Deutliche Kritik an der Marktmacht des Lebensmitteleinzelhandels (LEH) hat der Wettbewerbs- und Kartellrechtsexperte Prof. Rainer Lademann geübt. Aus seiner Sicht verfügen die „Big Four“ - Edeka, Rewe, Lidl und Aldi - über eine marktbeherrschende Stellung.
Bereits 2021 habe ihr Gesamtumsatzanteil im LEH bei 85,5 % gelegen. Diese Konzentration habe dazu geführt, dass es keinen reellen Wettbewerb mehr gebe, erklärte Lademann bei einer Veranstaltung des Agrar- und Ernährungsforums Oldenburger Münsterland (AEF) in Essen.

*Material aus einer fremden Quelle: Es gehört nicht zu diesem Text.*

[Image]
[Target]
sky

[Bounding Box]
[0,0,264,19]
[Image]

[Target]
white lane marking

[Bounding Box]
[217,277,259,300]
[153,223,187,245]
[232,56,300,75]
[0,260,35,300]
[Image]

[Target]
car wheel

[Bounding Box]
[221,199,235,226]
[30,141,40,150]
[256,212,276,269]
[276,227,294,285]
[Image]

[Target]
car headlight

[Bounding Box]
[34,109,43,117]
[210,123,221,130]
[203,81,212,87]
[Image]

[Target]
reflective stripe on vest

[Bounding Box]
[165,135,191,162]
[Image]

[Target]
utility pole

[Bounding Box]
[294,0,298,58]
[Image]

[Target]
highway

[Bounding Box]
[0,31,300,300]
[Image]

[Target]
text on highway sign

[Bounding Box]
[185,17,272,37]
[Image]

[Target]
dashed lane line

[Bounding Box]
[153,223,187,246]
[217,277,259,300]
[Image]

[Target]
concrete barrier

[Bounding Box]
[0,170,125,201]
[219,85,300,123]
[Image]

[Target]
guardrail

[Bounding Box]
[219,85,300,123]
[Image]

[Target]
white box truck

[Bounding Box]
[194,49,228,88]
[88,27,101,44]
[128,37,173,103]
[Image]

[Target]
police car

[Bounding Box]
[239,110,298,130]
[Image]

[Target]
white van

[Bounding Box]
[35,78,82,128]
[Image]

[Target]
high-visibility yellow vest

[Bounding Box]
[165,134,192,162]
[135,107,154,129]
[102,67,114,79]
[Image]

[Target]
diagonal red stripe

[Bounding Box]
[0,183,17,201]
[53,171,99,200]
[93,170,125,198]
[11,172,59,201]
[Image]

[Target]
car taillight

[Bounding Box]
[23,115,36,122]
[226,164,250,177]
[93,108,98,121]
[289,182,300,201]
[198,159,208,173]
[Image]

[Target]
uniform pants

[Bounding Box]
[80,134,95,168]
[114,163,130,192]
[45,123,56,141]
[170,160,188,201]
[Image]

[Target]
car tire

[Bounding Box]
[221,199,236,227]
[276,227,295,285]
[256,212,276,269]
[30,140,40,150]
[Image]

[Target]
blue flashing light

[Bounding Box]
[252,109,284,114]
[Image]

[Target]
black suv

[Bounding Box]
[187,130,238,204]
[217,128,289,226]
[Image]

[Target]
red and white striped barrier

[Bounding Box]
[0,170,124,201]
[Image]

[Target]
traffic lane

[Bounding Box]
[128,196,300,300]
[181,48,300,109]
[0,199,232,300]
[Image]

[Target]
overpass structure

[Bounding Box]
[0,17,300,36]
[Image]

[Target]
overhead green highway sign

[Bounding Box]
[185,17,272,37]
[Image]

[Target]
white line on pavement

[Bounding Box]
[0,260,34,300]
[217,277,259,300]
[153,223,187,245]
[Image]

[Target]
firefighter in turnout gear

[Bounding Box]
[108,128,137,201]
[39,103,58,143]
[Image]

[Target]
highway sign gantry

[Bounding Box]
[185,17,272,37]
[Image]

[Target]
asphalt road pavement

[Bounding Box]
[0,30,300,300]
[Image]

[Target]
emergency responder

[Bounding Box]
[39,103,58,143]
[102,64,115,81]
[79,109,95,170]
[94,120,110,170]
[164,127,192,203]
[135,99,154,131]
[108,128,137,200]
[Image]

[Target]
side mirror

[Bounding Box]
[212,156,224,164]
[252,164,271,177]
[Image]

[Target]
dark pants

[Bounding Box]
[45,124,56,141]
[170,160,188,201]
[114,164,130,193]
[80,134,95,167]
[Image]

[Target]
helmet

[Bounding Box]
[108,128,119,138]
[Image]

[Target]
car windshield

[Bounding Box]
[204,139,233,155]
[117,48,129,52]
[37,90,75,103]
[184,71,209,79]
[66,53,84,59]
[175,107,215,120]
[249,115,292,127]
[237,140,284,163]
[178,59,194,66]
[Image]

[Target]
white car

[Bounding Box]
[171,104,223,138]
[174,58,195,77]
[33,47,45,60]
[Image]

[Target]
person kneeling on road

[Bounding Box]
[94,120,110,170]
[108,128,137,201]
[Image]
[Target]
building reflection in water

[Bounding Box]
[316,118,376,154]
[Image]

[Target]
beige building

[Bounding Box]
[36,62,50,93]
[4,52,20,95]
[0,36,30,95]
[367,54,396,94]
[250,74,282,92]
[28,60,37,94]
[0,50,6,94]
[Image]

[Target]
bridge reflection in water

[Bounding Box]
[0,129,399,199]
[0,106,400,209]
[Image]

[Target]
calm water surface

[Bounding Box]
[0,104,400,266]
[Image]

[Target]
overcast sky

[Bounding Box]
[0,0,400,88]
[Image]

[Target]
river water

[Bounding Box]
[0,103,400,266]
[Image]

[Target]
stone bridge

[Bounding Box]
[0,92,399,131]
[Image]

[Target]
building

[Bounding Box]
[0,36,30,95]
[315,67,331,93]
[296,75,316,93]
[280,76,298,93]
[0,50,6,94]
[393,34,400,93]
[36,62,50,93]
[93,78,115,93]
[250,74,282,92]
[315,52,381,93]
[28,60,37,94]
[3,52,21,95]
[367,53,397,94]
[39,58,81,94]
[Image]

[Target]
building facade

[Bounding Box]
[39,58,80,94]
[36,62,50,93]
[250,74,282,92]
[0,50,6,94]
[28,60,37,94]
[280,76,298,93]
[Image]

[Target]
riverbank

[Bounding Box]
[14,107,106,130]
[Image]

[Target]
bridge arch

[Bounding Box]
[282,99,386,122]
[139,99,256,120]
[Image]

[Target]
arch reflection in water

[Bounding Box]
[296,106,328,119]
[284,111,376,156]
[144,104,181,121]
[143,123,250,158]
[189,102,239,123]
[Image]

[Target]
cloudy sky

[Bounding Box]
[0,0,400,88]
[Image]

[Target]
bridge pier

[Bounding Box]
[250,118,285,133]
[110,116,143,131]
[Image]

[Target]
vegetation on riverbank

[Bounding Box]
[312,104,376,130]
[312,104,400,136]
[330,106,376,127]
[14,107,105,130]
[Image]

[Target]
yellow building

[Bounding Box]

Lieferanten hätten so gut wie keinen Spielraum mehr. Der Wettbewerbs- und Kartellrechtsexperte verwies dazu auf Zahlen aus der Studie „Marktbeherrschung im Lebensmitteleinzelhandel?“, in der 156 Unternehmen zu den Auswirkungen der Konzentration im LEH befragt wurden. Darin hätten rund 90% der Hersteller angegeben, dass der Verlust eines dieser großen Handelsunternehmen für sie existenzgefährdend sein könnte.
Als „perfide“ wertete Lademann Berichte, wonach der Lebensmitteleinzelhandel vorgestellte innovative Produktionsansätze einzelner Unternehmen auf die lange Bank schiebe, zwischenzeitlich die Innovation kopiere und über seine Handelsmarken dann in den Verkauf gebe.
Marktbeherrschung anerkennen
Gleichzeitig übte der Experte deutliche Kritik am Bundeskartellamt. Dieses habe bis heute die Marktbeherrschung nicht anerkannt und gehe nicht dagegen vor. Auch von einer gerichtlichen Klage habe die Behörde bislang abgesehen, kritisierte Lademann.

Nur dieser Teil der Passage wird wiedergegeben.